HER2 is considered one of the most traditional prognostic and predictive biomarkers in breast cancer. Literature data confirmed that the addition of pertuzumab to a standard neoadjuvant chemotherapy backbone (either with or without anthracyclines), in patients with human epidermal growth factor receptor 2 (HER2)-positive early breast cancer (EBC), leads to a higher pathological complete response (pCR) rate, which is known to correlate with a better prognosis. In this retrospective analysis, 47 consecutive patients with HER2-positive EBC received sequential anthracyclines and taxanes plus trastuzumab (ATH) or pertuzumab, trastuzumab and docetaxel (THP). Despite the limited sample size, this monocentric experience highlights the efficacy (in terms of pCR) and safety of THP in the neoadjuvant setting of HER2-positive EBC as an anthracycline-free approach. Given the role of PIK3CA as a prognostic and therapeutic target in breast cancer, tumors were also analyzed to assess the PIK3CA mutational status. Thirty-eight out of forty-seven patients were evaluated, and PIK3CA variants were identified in 21% of tumor samples: overall, one mutation was detected in exon 4 (2.6%), two in exon 9 (5.3%) and four in exon 20 (10.5%). Of note, one sample showed concurrent mutations in exons 9 (codon 545) and 20 (codon 1047). Among patients reaching pCR (n = 13), 38.5% were PIK3CA mutants; on the other hand, among those lacking pCR (n = 25), just 12% showed PIK3CA variants. Regarding THP-treated mutant patients (n = 5), 80% reached pCR (three hormone-receptor-negative, one hormone-receptor-positive). Interestingly, the only patient not achieving pCR had a tumor with two co-occurring PIK3CA mutations. In conclusion, this study provides new evidence about the efficacy and good safety profile of THP, compared to the ATH regimen, as an anthracycline-free neoadjuvant treatment of HER2-positive EBC. Further studies on larger/multicentric cohorts are planned for more in-depth analysis to confirm our molecular and clinical results.
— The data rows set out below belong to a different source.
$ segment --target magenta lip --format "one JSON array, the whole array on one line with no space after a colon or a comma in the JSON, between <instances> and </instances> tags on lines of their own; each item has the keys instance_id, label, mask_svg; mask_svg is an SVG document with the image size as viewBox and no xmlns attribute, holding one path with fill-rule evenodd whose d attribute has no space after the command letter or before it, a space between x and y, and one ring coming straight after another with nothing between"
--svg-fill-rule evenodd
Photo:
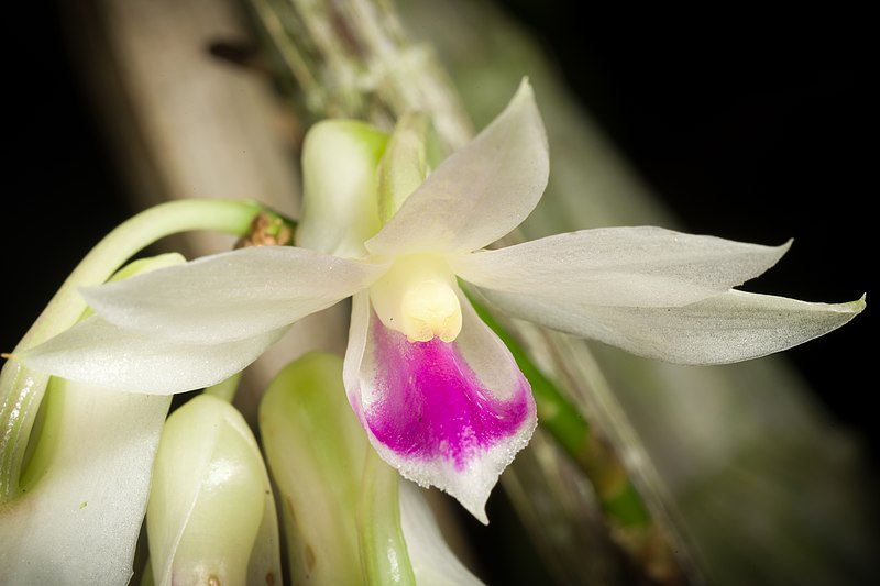
<instances>
[{"instance_id":1,"label":"magenta lip","mask_svg":"<svg viewBox=\"0 0 880 586\"><path fill-rule=\"evenodd\" d=\"M530 387L519 374L507 400L485 388L455 342L409 342L373 316L378 400L365 413L373 435L410 458L443 458L464 469L481 453L516 435L528 419ZM505 389L507 390L507 389Z\"/></svg>"}]
</instances>

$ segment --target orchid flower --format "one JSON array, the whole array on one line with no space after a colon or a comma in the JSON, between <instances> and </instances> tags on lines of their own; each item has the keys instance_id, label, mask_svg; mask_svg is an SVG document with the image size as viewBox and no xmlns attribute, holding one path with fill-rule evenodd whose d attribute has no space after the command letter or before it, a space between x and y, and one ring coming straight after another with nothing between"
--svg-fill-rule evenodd
<instances>
[{"instance_id":1,"label":"orchid flower","mask_svg":"<svg viewBox=\"0 0 880 586\"><path fill-rule=\"evenodd\" d=\"M778 352L865 307L732 290L790 244L640 226L485 250L526 219L548 181L526 81L430 173L405 147L406 133L395 137L354 121L317 124L304 148L297 247L243 248L86 289L98 316L18 358L74 380L186 391L240 371L296 320L352 297L344 385L373 446L487 522L485 501L527 444L536 408L457 279L512 316L688 364Z\"/></svg>"}]
</instances>

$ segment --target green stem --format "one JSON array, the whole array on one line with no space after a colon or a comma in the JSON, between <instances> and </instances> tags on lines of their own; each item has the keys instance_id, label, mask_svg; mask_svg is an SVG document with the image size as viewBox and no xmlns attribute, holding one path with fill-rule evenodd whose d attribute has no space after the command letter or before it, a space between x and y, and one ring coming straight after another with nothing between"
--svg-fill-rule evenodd
<instances>
[{"instance_id":1,"label":"green stem","mask_svg":"<svg viewBox=\"0 0 880 586\"><path fill-rule=\"evenodd\" d=\"M504 342L517 366L531 384L538 422L578 463L593 484L596 498L613 530L645 533L652 524L648 508L629 480L614 450L592 432L574 403L531 362L519 342L480 303L469 296L477 316ZM614 531L613 531L614 533ZM623 544L629 549L629 543Z\"/></svg>"},{"instance_id":2,"label":"green stem","mask_svg":"<svg viewBox=\"0 0 880 586\"><path fill-rule=\"evenodd\" d=\"M416 576L400 528L397 471L367 450L358 504L358 543L370 586L415 585Z\"/></svg>"},{"instance_id":3,"label":"green stem","mask_svg":"<svg viewBox=\"0 0 880 586\"><path fill-rule=\"evenodd\" d=\"M145 210L105 236L70 273L15 346L33 347L66 330L86 310L80 287L106 281L145 246L170 234L210 230L244 235L263 208L241 200L178 200ZM14 352L13 351L13 356ZM0 373L0 502L19 491L24 453L48 377L10 360Z\"/></svg>"}]
</instances>

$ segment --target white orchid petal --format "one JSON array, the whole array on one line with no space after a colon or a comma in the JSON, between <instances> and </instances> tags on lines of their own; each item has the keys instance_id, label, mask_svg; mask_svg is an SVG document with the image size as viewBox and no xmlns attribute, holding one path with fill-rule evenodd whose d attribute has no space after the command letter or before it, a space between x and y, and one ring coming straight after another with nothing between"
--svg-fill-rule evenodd
<instances>
[{"instance_id":1,"label":"white orchid petal","mask_svg":"<svg viewBox=\"0 0 880 586\"><path fill-rule=\"evenodd\" d=\"M535 209L548 174L543 123L524 81L505 111L430 174L366 248L377 255L482 248Z\"/></svg>"},{"instance_id":2,"label":"white orchid petal","mask_svg":"<svg viewBox=\"0 0 880 586\"><path fill-rule=\"evenodd\" d=\"M0 509L0 582L128 584L170 398L53 379L44 401L34 485Z\"/></svg>"},{"instance_id":3,"label":"white orchid petal","mask_svg":"<svg viewBox=\"0 0 880 586\"><path fill-rule=\"evenodd\" d=\"M258 246L84 290L107 321L215 344L288 325L367 287L384 268L293 246Z\"/></svg>"},{"instance_id":4,"label":"white orchid petal","mask_svg":"<svg viewBox=\"0 0 880 586\"><path fill-rule=\"evenodd\" d=\"M864 297L829 305L736 290L673 308L566 305L483 294L513 316L681 364L726 364L781 352L844 325L865 308Z\"/></svg>"},{"instance_id":5,"label":"white orchid petal","mask_svg":"<svg viewBox=\"0 0 880 586\"><path fill-rule=\"evenodd\" d=\"M219 383L255 361L288 328L222 344L184 344L92 316L16 354L37 372L130 392L170 395Z\"/></svg>"},{"instance_id":6,"label":"white orchid petal","mask_svg":"<svg viewBox=\"0 0 880 586\"><path fill-rule=\"evenodd\" d=\"M549 301L670 307L741 285L790 243L761 246L662 228L604 228L451 258L464 280Z\"/></svg>"},{"instance_id":7,"label":"white orchid petal","mask_svg":"<svg viewBox=\"0 0 880 586\"><path fill-rule=\"evenodd\" d=\"M362 256L364 241L382 223L377 167L388 135L355 120L324 120L302 145L302 217L298 246L326 254Z\"/></svg>"},{"instance_id":8,"label":"white orchid petal","mask_svg":"<svg viewBox=\"0 0 880 586\"><path fill-rule=\"evenodd\" d=\"M400 480L400 526L418 584L471 586L483 584L459 561L443 539L422 490Z\"/></svg>"},{"instance_id":9,"label":"white orchid petal","mask_svg":"<svg viewBox=\"0 0 880 586\"><path fill-rule=\"evenodd\" d=\"M487 523L492 488L535 430L535 401L507 347L460 301L454 342L409 342L356 296L345 387L383 460Z\"/></svg>"}]
</instances>

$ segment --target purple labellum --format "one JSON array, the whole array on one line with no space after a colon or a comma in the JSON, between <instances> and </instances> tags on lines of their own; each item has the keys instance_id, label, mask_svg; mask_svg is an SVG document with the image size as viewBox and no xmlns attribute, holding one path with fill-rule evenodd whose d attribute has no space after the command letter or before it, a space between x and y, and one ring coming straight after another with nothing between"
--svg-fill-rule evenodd
<instances>
[{"instance_id":1,"label":"purple labellum","mask_svg":"<svg viewBox=\"0 0 880 586\"><path fill-rule=\"evenodd\" d=\"M394 452L422 461L442 457L462 471L515 435L529 418L530 388L521 374L513 390L488 389L455 342L409 342L373 319L373 352L382 367L375 380L378 398L365 419Z\"/></svg>"}]
</instances>

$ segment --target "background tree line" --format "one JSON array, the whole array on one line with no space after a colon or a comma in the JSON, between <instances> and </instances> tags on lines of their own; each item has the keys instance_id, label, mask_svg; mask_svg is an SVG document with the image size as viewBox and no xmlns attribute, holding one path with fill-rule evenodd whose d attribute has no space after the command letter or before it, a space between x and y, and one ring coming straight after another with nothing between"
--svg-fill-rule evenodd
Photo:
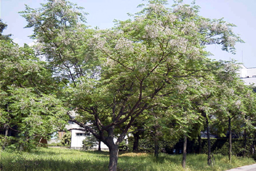
<instances>
[{"instance_id":1,"label":"background tree line","mask_svg":"<svg viewBox=\"0 0 256 171\"><path fill-rule=\"evenodd\" d=\"M211 165L210 130L221 137L228 130L231 161L232 132L243 131L244 141L254 135L255 94L237 77L237 64L209 59L205 47L235 53L243 42L235 25L200 16L198 6L182 1L140 6L131 19L99 29L86 26L83 8L65 0L26 6L20 13L35 45L19 47L1 34L3 149L37 145L69 120L108 145L109 170L116 170L118 146L129 133L134 151L148 135L156 157L162 138L184 138L185 167L188 137L207 131ZM0 26L2 33L6 25Z\"/></svg>"}]
</instances>

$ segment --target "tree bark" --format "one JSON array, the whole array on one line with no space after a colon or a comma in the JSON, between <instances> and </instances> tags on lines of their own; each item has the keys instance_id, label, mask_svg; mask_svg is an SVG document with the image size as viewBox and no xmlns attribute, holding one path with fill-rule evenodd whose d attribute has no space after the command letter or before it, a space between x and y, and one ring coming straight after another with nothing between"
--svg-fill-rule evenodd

HER2被认为是乳腺癌中最传统的预后和预测生物标志物之一。文献数据证实,对于人表皮生长因子受体2(HER2)阳性早期乳腺癌(EBC)患者,在标准新辅助化疗方案(含或不含蒽环类药物)中加入帕妥珠单抗,可提高病理完全缓解(pCR)率,而pCR率与更好的预后相关。在这项回顾性分析中,47例连续的HER2阳性EBC患者接受了序贯蒽环类药物和紫杉类药物加曲妥珠单抗(ATH)或帕妥珠单抗、曲妥珠单抗和多西他赛(THP)治疗。尽管样本量有限,但这项单中心研究经验突出了THP在HER2阳性EBC新辅助治疗中作为无蒽环类药物方案的疗效(就pCR而言)和安全性。鉴于PIK3CA在乳腺癌中作为预后和治疗靶点的作用,还对肿瘤进行了分析以评估PIK3CA突变状态。47例患者中的38例接受了评估,在21%的肿瘤样本中鉴定出PIK3CA变异:总体而言,在第4外显子中检测到1个突变(2.6%),在第9外显子中检测到2个突变(5.3%),在第20外显子中检测到4个突变(10.5%)。值得注意的是,1个样本在第9外显子(密码子545)和第20外显子(密码子1047)中同时存在突变。在达到pCR的患者(n = 13)中,38.5%为PIK3CA突变体;另一方面,在未达到pCR的患者(n = 25)中,仅有12%显示PIK3CA变异。对于接受THP治疗的突变患者(n = 5),80%达到pCR(3例激素受体阴性,1例激素受体阳性)。有趣的是,唯一未达到pCR的患者肿瘤有两个同时发生的PIK3CA突变。总之,与ATH方案相比,本研究为THP作为HER2阳性EBC的无蒽环类新辅助治疗的疗效和良好安全性提供了新证据。计划对更大规模/多中心队列进行进一步研究以进行更深入分析,以证实我们的分子和临床结果。